Lesher, James, Debra Nails, and Frisbee Sheffield, eds. 2007. Plato's Symposium: Issues in Interpretation and Reception. Hellenic Studies Series 22. Washington, DC: Center for Hellenic Studies. http://nrs.harvard.edu/urn-3:hul.ebook:CHS_LesherJ_NailsD_SheffieldF_eds.Symposium_Interpretation_Reception.2007.
1. The Symposium as a Socratic Dialogue
What is particularly interesting (and complex) about Price’s position here is that he holds that the Plato of the Symposium has actually abandoned “the Socratic psychology of the Lysis”; he employs it, keeps it on, as it were (so I take Price to be saying), in this dialogue just because “it serves Socrates’ present purpose, which is to say nothing against erotic desire.” Desire in general, according to that Lysis account, will always be innocent, always aimed at what really is good (for us): if anything goes wrong, whether in our relationships or in our lives and actions in general, the culprits will be our beliefs, which are the only things that can go wrong. Price claims to find confirmation of his proposal, i.e. that Plato had already abandoned the psychology of the Lysis by the time of writing of the Symposium, in the analysis of (some kinds of) human relationships that finally emerges from the larger and allegedly later dialogue (i.e. the Symposium), which he takes to show a singular advance over the more limited, and ultimately disappointing, analysis of the Lysis. (Disappointing, that is, to Price, not to me. I am therefore not particularly impressed by the form of Price’s confirmation of his thesis. However, little will hang on this if, as I claim, Price in fact has no success in showing that the analysis of personal relationships offered in the Symposium is significantly different from what we are offered in the Lysis.) [5]

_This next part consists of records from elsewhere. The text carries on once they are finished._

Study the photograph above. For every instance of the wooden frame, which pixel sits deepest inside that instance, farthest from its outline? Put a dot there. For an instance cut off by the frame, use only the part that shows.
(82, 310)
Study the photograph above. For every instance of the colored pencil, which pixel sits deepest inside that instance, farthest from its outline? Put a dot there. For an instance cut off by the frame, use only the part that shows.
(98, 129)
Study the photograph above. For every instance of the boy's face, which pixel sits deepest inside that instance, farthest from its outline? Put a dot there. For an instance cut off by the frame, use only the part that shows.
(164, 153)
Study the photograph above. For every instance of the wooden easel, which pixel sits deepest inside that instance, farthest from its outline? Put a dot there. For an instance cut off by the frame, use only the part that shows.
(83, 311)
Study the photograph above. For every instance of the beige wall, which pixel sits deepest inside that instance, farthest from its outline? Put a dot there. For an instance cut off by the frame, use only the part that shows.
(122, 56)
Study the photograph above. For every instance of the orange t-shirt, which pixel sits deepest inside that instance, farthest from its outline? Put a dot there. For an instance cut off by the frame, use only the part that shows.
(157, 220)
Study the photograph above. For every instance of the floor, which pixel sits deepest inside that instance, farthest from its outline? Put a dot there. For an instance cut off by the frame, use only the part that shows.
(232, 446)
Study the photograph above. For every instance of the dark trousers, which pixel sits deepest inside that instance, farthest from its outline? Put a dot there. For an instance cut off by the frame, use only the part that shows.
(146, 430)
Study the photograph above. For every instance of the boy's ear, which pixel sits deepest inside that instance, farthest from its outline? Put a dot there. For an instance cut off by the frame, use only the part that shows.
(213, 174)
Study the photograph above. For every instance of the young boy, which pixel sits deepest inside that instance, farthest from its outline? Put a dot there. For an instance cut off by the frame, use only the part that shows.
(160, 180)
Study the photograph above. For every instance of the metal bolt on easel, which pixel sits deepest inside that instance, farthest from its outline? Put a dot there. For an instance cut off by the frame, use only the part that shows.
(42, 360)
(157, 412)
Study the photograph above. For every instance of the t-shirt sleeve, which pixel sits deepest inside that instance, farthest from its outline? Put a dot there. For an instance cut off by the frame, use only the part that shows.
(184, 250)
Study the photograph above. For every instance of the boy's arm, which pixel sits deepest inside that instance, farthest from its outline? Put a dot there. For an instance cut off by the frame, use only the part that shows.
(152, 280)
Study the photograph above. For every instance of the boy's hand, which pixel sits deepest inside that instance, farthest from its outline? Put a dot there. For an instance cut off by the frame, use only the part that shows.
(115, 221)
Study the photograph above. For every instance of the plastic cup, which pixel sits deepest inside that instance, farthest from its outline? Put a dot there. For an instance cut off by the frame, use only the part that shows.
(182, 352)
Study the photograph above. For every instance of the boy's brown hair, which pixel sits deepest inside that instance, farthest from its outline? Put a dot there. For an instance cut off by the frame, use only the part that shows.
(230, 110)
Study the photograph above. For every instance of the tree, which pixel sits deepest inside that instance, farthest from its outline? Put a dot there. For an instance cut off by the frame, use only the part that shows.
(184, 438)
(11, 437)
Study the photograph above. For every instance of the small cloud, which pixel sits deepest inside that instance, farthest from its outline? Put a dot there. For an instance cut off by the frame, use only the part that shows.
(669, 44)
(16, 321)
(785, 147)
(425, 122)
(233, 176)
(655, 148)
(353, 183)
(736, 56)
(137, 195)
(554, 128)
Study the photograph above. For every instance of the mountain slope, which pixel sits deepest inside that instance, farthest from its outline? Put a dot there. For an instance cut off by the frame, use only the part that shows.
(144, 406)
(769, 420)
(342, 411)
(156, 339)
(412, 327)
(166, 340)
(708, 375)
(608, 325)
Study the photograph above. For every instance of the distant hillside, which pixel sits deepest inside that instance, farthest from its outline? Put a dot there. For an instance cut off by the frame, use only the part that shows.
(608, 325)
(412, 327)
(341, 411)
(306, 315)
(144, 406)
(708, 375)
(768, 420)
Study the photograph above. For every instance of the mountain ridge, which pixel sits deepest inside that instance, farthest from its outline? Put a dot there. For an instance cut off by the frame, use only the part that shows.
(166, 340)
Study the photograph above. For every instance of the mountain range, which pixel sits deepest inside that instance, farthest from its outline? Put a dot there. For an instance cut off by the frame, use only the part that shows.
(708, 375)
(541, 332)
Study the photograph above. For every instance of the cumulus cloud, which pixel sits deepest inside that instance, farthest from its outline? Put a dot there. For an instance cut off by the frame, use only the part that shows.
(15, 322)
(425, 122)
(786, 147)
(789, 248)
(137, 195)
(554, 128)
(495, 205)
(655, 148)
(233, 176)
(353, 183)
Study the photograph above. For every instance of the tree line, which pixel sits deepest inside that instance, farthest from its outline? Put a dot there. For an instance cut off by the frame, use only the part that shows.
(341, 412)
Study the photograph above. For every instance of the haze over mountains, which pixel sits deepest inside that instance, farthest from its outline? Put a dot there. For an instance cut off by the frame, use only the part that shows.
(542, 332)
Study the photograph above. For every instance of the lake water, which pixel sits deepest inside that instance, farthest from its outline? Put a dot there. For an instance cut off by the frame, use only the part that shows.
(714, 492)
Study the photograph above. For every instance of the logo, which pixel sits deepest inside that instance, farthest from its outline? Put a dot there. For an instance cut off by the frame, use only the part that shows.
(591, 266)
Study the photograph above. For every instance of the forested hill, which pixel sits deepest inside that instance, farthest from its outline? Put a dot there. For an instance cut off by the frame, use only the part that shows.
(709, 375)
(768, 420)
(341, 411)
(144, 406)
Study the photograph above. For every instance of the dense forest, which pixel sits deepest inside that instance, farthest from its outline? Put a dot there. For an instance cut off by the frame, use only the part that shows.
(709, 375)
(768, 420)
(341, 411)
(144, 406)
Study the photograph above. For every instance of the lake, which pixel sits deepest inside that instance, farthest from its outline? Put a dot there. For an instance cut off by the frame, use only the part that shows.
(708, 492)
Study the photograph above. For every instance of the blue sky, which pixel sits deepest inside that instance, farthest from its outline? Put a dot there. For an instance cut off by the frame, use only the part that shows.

Terry Irwin, and others, [18] understand Socrates rather as treating desire as deriving from the agent’s beliefs about the good. Clearly, on this reading, Socrates’ view of desire would be one that by the simple rule of charity one might want to see Plato ditching as soon as possible (much as Price wants Plato to have ditched the rather different account of desire he, Price, attributes to Socrates); and when better to do the ditching than at the very moment of writing the Symposium, when he turns his attention specifically to the subject of erôs? Surely, as soon as he began to think about erotic experience in all its variety, he must have seen the inadequacy of the Socratic treatment?
In my own view this represents a serious underestimation of Socrates’ theory of desire. The theory does not require that felt desires like hunger, or thirst, or indeed lust themselves be seen as expressions of the agent’s desire for happiness. He or she may feel hungry, thirsty, or lustful, but at the same time be {16|17} mistaken about the truly best (most happy-making) objects for such appetites; in such cases, as in any other in which desire seems to lead us to the wrong (because not happy-making) outcomes, it will make sense to say that the agent “didn’t want that”—even if he or she really did feel hungry, thirsty, lustful at the time. The question is about exactly what desire causes, or helps to cause, actions, and the Socratic claim is that this is the universal desire for happiness, or benefit: “if we act in response to thirst or hunger it will be acting in order to be benefited rather than harmed—that is, the desire in question [the desire that causes the action] is not desire for food, say, but desire for the good in this situation which happens to include eating.” [20] In short, Socrates need not be interpreted as claiming, in the Symposium or anywhere else, that hunger or thirst have happiness as their object; Price’s complaint here falls—as, equally, does any objection to Socratic psychology that is based on the notion that Socrates thinks beliefs (our beliefs about the good) determine our desires. [21] What Socrates thinks, and claims, is that the desire that causes our actions is always the desire for our (real) good, and that we only ever go wrong, do the wrong things, because our beliefs about what that good is are not up to scratch.
This is the kind of case that I referred to, very briefly, early on in the present essay, according to which there would after all turn out to be a real conceptual link between Platonic Forms and the abandonment of the Socratic psychology; for now (at least so far as White’s own argument goes) the claim, fundamental to the Socratic outlook, that “all desire is for the good” will simply evoke the question “Which good?” “The non-perspectival good (the Form), or what is good for oneself?” And the two may very well be in conflict. The outcome, White says, is not unlike “the modern [concept] that creates the distinction between self-regarding and broader aims”; [29] and this already seems to allow in the very kind of mental conflict whose existence Socrates’ schema denies, or, better, [30] explains in different terms. However, of this good, or Good, there is rather little sign in the Symposium, which is framed throughout in terms of the “perspectival” good, the good of the agent. [31] More generally, it is tempting to align true “ascent” passages of the Symposium with the Cave simile in the Republic (if only because this too involves an ascent); and {20|21} this comparison may then take one’s eye away from that very preoccupation of the Symposium with the good of the agent, and lead us to suppose that has a better, or different, story to tell about human relationships than the Lysis. In fact, I suggest, it does not: it has essentially the same story to tell. But then, as Penner and Rowe assert (i.e. in their 2005), that is after all not a bad story.